Ninth Edition of the MPEP, Revision 07.2022, Last Revised in February 2023

Previous: §2423 | Next: §2423.02

2423.01    Format and Symbols To Be Used in a "Sequence Listing" [R-07.2022]

[Editor Note: This section is not applicable to applications filed on or after July 1, 2022, having disclosures of nucleotide and/or amino acid sequences as defined in 37 CFR 1.831(b). See MPEP §§ 2412-2419 for guidance on WIPO ST.26 requirements for applications filed on or after July 1, 2022.]

37 CFR 1.822 sets forth the format and symbols to be used for listing nucleotide and/or amino acid sequence data. The symbols for representing the nucleotide and/or amino acid characters in the sequences are set forth in Appendices A and C to Subpart G of Part 1 of the CFR. See MPEP § 2422(I). No other symbols shall be used in nucleotide and amino acid sequences. The "modified base" and "modified and unusual amino acid" symbols appearing in Appendices B and D to Subpart G of Part 1 of the CFR (see 37 CFR 1.822 and MPEP § 2422(I)) are not to be set forth in the sequences recited in the "Sequence Listing". However, "modified base" or "modified and unusual amino acid" symbols may be used in the written description and/or drawing portions of the specification.
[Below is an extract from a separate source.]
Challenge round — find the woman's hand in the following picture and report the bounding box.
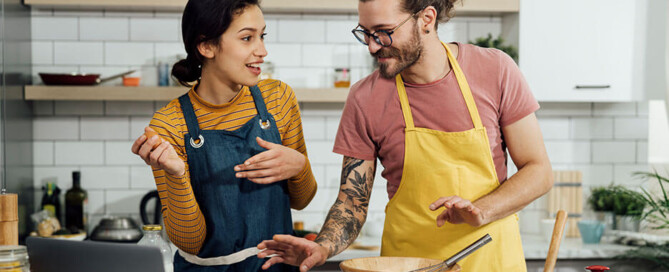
[131,127,185,177]
[234,137,306,184]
To properly enter notations for modified bases or amino acids in the "Sequence Listing", the Feature section of the "Sequence Listing" should be used. That is, a modified base or amino acid may be presented in a given sequence as the corresponding unmodified base or amino acid if the modified base or amino acid is one of those listed in Appendices B and D to Subpart G of Part 1 of the CFR and the modification is also set forth in the Feature section of the "Sequence Listing". Otherwise, all nucleotide bases or amino acids not appearing in Appendices A and C to Subpart G of Part 1 of the CFR must be listed in a given sequence as "n" or "Xaa," respectively, with further information given in the Feature section of the "Sequence Listing" by including one or more feature keys listed in Appendices E and F to Subpart G of Part 1 of the CFR. See 37 CFR 1.822(b).

In 37 CFR 1.822(b) and 37 CFR 1.822(d), the use of three-letter symbols for amino acids is required in the "Sequence Listing". The three-letter symbols must be presented using the upper case for the first character and lower case for the remaining two characters. Applicants are encouraged to use the three-letter symbols for amino acids throughout the disclosure, instead of the one-letter symbols, for easier reading of the application and any patent issuing therefrom.

37 CFR 1.822(c) through (e) set forth the format for presenting sequence data. These paragraphs set forth the manner in which the characters in sequences are to be grouped, spaced, presented and numbered.